J’ai vécu la suite du déroulement des manches comme un soulagement. Vendre ses indices aux enchères est un concept original et plutôt fun. Par contre, la phase précédente étant improbable, il arrive régulièrement que personne ne veuille de vos indices qui sont à côté de la plaque. Il y a peu de chances que vos deux ou trois indices soient utiles à vos adversaires tant leurs mots secrets peuvent être variés et éloignés d’eux, sauf si l’on joue nombreux. On passe souvent son tour, ou bien personne n’enchérit à part vous.
Ces « coups manqués » seront fréquents, surtout à 3 joueurs, où ils seront quasi-permanents. S’il est possible d’y jouer dans cette configuration, nous avons eu bien du mal à faire quoi que ce soit, si bien qu’en fin de partie, deux mots sur les neuf ont été devinés. Ce n’est pas un hasard à mon avis. Les limites du jeu se font sentir à 3 ou 4 joueurs.
À l’inverse, les parties que j’ai pu vivre à 5 joueurs m’ont moins fait ressentir cet effet, même s’il est toujours présent. Au contraire de moi, mes compagnons de jeu ont plutôt bien apprécié les sensations associées à la phase casse-pipe d’écriture d’indices, malgré les pannes seiches. Ils ont apprécié de voir si quelqu’un allait mordre à l’hameçon lors de la vente, ou bien si cela allait déboucher sur un bide. En définitive, ils ont plutôt abordé Hunch! comme un party game qu’autre chose. Si vous l’abordez comme tel et n’êtes pas trop sensibles aux moments d’hésitation, il est possible que vous appréciez Hunch! En définitive, je conseillerai vivement d’y jouer à 5 ou 6 joueurs, où la sauce prendra mieux, avec des surprises et des rebondissements plus nombreux.
Ça tachouille !
En parlant de sauce, un autre petit point délicat : le jeu nécessite d’écrire au marqueur sur de nombreuses cartes en papier glacé puis de les retourner face cachée sur la table. J’ai trouvé le travail d’effaçage assez fastidieux en fin de partie (une dizaine de cartes par joueur tout de même), mais surtout, il manque d’un support ou d’une astuce pour éviter de tacher la table. Ne faites pas l’erreur de jouer sur une nappe ou sur un playmat de couleur claire ! Chez nous cela a été un peu le carnage sur une table nue.
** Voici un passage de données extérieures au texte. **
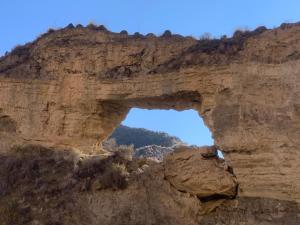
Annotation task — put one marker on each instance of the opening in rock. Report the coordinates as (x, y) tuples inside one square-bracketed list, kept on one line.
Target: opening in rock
[(157, 132)]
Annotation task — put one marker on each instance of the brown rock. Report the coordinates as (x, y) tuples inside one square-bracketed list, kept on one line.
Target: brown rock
[(187, 170), (72, 87)]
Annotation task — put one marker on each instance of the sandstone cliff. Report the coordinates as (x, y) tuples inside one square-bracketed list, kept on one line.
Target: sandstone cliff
[(71, 87)]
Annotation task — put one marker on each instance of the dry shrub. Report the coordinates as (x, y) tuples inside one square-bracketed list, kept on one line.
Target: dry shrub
[(9, 212), (115, 177)]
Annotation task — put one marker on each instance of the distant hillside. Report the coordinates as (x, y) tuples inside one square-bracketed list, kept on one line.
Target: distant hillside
[(153, 152), (140, 137)]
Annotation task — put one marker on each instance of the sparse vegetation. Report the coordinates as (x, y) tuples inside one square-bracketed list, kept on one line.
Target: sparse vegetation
[(10, 212), (140, 137)]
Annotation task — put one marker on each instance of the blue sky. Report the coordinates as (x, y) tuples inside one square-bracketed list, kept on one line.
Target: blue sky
[(185, 124), (24, 20)]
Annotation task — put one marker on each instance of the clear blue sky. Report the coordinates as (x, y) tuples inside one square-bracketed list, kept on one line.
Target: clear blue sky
[(187, 125), (23, 20)]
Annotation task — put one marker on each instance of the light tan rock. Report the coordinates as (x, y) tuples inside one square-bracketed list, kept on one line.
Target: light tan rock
[(72, 87), (187, 170)]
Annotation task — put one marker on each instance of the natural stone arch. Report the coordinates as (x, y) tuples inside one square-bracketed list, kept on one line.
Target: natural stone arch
[(73, 86)]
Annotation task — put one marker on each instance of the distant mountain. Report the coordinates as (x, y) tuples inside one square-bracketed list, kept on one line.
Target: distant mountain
[(140, 137), (152, 151)]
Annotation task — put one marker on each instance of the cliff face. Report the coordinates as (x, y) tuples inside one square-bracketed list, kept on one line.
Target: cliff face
[(70, 88)]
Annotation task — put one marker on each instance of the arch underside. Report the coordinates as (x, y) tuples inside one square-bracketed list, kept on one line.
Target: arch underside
[(73, 87)]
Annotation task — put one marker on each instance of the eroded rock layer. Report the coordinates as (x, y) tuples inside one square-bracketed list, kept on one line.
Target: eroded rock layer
[(70, 88)]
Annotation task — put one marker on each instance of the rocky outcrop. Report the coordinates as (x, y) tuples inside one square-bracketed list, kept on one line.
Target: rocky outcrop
[(187, 170), (96, 190), (71, 87)]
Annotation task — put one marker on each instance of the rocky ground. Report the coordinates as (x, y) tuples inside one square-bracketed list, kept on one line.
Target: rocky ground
[(54, 186)]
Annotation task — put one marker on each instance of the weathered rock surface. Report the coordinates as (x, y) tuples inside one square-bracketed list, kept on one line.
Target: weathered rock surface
[(56, 186), (70, 89), (187, 170)]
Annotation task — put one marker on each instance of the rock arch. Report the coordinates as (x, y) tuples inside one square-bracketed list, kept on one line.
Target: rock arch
[(71, 87)]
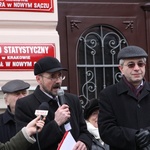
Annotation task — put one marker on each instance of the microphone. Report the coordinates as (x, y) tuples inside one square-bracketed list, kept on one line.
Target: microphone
[(42, 110), (62, 99)]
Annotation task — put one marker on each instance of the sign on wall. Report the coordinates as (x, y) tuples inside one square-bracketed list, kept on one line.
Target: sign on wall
[(27, 5), (23, 56)]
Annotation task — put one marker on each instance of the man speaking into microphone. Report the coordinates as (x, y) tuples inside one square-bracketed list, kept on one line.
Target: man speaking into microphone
[(65, 111)]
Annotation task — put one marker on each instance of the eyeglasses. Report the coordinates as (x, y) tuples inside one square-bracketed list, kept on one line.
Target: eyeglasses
[(54, 78), (132, 64)]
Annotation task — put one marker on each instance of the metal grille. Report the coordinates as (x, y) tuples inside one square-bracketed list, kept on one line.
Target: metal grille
[(97, 64)]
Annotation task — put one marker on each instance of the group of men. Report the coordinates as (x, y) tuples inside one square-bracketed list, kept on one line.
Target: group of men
[(123, 119)]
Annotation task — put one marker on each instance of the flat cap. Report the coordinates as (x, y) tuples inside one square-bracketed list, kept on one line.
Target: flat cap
[(91, 106), (47, 64), (14, 86), (131, 52)]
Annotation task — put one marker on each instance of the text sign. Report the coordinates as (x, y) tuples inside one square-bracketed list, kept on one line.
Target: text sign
[(27, 5), (19, 57)]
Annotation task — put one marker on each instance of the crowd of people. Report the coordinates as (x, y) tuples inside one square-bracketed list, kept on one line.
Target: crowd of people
[(117, 120)]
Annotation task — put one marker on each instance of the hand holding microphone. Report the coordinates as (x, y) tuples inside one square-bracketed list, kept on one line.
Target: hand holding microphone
[(42, 111), (64, 110)]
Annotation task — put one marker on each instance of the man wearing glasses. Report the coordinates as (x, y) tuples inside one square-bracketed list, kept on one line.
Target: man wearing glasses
[(124, 121), (48, 72)]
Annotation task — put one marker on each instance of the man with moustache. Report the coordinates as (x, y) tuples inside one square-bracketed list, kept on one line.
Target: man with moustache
[(48, 72)]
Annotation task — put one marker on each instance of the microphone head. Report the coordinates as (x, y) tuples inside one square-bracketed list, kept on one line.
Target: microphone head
[(44, 106), (60, 92), (42, 110)]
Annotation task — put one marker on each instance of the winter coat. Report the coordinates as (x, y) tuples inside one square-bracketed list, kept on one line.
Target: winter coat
[(123, 114)]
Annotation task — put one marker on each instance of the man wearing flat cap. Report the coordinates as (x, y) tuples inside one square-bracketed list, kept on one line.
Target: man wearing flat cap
[(13, 90), (124, 121), (61, 117)]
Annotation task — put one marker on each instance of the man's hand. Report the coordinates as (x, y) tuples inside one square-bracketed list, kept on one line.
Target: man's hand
[(31, 127), (80, 146), (142, 138), (62, 114)]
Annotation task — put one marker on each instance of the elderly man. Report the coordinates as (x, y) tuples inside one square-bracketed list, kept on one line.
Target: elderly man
[(124, 121), (49, 76), (13, 90)]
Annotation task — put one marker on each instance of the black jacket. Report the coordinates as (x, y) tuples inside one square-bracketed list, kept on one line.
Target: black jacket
[(122, 114), (7, 126), (52, 134)]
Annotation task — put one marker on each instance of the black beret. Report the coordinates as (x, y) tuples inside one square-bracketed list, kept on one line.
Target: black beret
[(91, 106), (131, 52), (14, 86), (47, 64)]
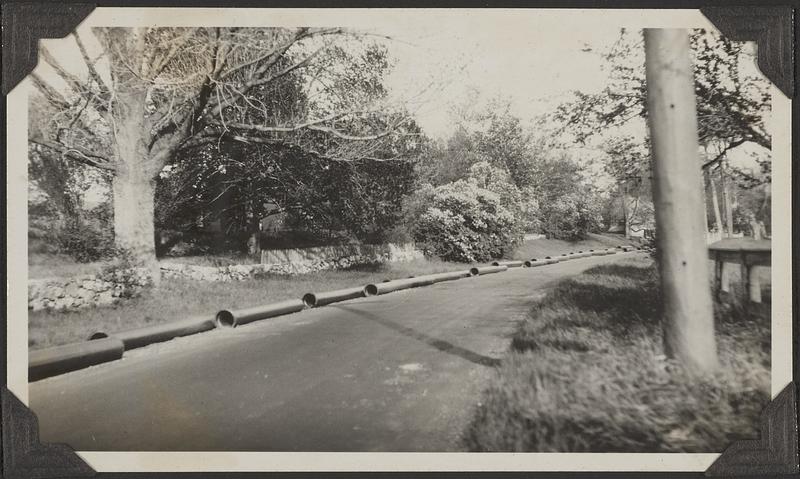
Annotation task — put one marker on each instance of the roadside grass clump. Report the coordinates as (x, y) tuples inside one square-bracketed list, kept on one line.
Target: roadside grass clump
[(178, 299), (587, 373)]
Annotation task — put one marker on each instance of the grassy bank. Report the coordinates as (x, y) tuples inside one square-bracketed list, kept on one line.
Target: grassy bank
[(586, 373), (550, 247), (182, 298)]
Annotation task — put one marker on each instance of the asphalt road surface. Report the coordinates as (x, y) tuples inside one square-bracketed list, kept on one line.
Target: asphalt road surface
[(400, 372)]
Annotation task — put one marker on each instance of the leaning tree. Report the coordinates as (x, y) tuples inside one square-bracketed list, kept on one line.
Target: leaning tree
[(154, 92)]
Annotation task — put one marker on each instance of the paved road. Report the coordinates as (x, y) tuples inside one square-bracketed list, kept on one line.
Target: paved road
[(400, 372)]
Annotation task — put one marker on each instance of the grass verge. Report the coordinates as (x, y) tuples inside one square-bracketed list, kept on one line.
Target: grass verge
[(178, 299), (586, 373)]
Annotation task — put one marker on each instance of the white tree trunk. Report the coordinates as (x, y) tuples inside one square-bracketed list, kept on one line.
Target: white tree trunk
[(134, 184), (686, 292)]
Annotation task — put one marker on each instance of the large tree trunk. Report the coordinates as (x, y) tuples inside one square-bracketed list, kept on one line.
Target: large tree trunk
[(625, 215), (134, 183), (686, 294), (134, 229)]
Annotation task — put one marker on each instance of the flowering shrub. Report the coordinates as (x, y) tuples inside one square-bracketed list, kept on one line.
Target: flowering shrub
[(521, 202), (570, 216), (464, 222)]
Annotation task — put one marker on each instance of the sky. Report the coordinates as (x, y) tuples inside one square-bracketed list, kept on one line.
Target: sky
[(533, 68), (449, 59)]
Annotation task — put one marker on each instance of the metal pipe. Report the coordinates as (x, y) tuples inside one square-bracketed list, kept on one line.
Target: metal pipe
[(477, 271), (313, 300), (137, 338), (233, 318), (44, 363), (389, 286), (534, 262), (447, 276), (510, 264)]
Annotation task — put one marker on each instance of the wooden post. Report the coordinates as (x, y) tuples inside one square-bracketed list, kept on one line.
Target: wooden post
[(726, 199), (753, 284), (715, 203), (686, 293)]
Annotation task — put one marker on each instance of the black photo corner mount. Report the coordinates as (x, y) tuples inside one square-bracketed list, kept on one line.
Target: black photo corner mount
[(771, 28), (774, 452), (24, 23), (24, 456)]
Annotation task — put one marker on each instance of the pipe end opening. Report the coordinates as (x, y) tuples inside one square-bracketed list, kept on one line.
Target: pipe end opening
[(310, 300), (225, 319), (370, 290)]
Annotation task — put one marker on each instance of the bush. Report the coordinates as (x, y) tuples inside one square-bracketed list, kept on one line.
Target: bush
[(587, 373), (463, 222), (85, 244), (571, 216)]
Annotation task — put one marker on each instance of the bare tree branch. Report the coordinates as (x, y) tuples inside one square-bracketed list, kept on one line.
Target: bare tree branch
[(90, 63), (81, 155)]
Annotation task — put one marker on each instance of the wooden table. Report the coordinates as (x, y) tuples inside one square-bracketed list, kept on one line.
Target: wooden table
[(747, 253)]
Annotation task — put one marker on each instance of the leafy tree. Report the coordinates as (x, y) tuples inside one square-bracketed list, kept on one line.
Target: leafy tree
[(464, 222), (174, 89), (731, 104)]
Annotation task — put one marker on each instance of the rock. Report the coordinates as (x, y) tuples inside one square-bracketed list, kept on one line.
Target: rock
[(106, 298)]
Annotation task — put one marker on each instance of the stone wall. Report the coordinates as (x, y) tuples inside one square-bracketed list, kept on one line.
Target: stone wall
[(296, 261), (108, 288), (236, 272), (85, 291), (307, 260)]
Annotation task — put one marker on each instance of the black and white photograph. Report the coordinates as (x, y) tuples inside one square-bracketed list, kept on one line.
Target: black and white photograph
[(300, 231)]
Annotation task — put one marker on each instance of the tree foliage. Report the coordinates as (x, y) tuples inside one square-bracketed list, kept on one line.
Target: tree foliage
[(732, 103), (464, 222), (158, 93)]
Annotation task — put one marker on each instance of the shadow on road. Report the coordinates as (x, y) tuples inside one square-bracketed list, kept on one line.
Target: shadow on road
[(439, 344)]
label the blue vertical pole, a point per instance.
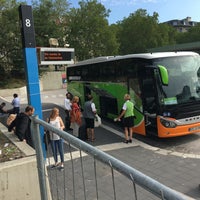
(31, 63)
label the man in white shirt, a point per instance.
(67, 104)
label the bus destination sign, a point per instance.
(55, 56)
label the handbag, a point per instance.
(97, 121)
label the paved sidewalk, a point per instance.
(179, 171)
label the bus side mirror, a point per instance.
(164, 75)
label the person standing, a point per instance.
(2, 109)
(56, 141)
(22, 124)
(67, 104)
(75, 115)
(128, 121)
(89, 116)
(16, 105)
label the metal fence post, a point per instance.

Quelques coups de chiffon imbibé d’alcool ont suffi à rattraper la situation cela dit.
Le mérite d’exister
Malgré les accrocs que j’ai cité plus haut, Hunch! a le mérite de proposer quelque chose de nouveau. Si l’on prend un peu de recul, l’offre des jeux de mots concerne essentiellement :
- Des jeux coopératifs (Just One, So Clover, Mot Malin, Letter Jam, Master Word, …)
- Des jeux compétitifs par équipe (Code Names, Decrypto, Taboo, …)
- Des jeux compétitifs chacun pour soi, mais à base de lettres (Guttenberg, Bananagrams, Scrabble, Boggle, …)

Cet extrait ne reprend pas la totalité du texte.